Beijing (ANTARA News/AFP) - China muak dengan Reformasi "lamban" junta militer di Myanmar dan khawatir para jenderal yang berkuasa tidak dapat melindungi kepentingannya di negara itu, kata telegram diplomatik AS yang dibocorkan.

China merupakan penyuplai persenjataan kepada tetangga bagian selatannya dan pembeli sumber daya alamnya. China juga menjadi sekutu utama junta di panggung internasional, namun telegram rahasia yang dirilis oleh WikiLeaks menuturkan cerita yang berbeda.

"China jelas muak dengan lambannya rejim Than Shwe," diplomat puncak AS di Yangon, Shari Villarosa, menulis memo pada Januari 2008 ringkasan pertemuan dengan duta besar China pada waktu itu.

"China tidak dapat lagi menggantungkan diri pada para jenderal untuk melindungi kepentingannya disini, dan mengakui perlunya memerantarai sejumlah solusi yang mempertahankan perdamaian," katanya, menyusul unjuk rasa jalanan massal pada 2007 yang berakhir dengan kekerasan berdarah.

"Duta besar China itu tidak lagi mencoba untuk mempertahankan rejim tersebut, dan mengakui bahwa para jenderal itu telah membuat situasi buruk menjadi lebih buruk," katanya.

Telegram tersebut menambahkan bahwa setelah upaya China untuk mendesakkan reformasi telah berakhir "tanpa hasil yang nyata", Bejing bersedia untuk bekerja bersama dengan Amerika Serikat untuk memaksa para jenderal itu kembali ke meja perundingan.

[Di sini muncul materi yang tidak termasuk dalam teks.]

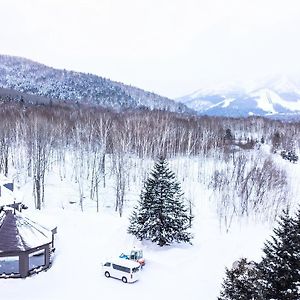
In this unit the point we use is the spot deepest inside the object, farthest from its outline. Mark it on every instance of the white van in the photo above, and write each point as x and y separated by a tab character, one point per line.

Telegram lain dari Januari 2008 dari kedubes AS di Beijing mengutip seorang pejabat kementerian luar negeri China yang mengatakan China ingin melihat junta mengambil "langkah berani" untuk memperbaiki kehidupan rakyat Myanmar.

Telegram itu mengutip pejabat yang sama yang mengatakan China ingin melihat "rekonsiliasi nasional melalui dialog dengan Aung San Suu Kyi dan para pendukung demokrasi".

Pemimpin oposisi berusia 65 tahun dan peraih Nobel perdamaian, yang menghabiskan 15 tahun dari 21 tahun terakhir di bawah tahanan rumah, dibebaskan bulan lalu, beberapa hari sesudah pemilu jarang yang secara luas dikecam oleh para pengamat asing sebagai palsu.

Catatan politis junta mengaku kemenangan besar dalam pemilu -- yang pertama bagi Myanmar dalam dua dekade -- di tengah komplain oposisi soal kecurangan dan intimidasi pemilih. Partai Suu Kyi memboikot pemilu tersebut.

Myanmar telah dipimpin militer sejak 1962 dan telah menolak mengakui hasil pemilu 1990 dimana partai Suu Kyi menang besar.

Villarosa mengatakan utusan China untuk Yangon, Guan Mu, mengatakan para jenderal kemungkinan akan "lebih dapat bekerjasama untuk melepaskan kekuasaan secara bertahap" jika mereka "ditawari kepastian bahwa mereka tidak akan kehilangan nyawa dan dapat mempertahankan kepentingan ekonomis mereka". (ANT/K004/TERJ)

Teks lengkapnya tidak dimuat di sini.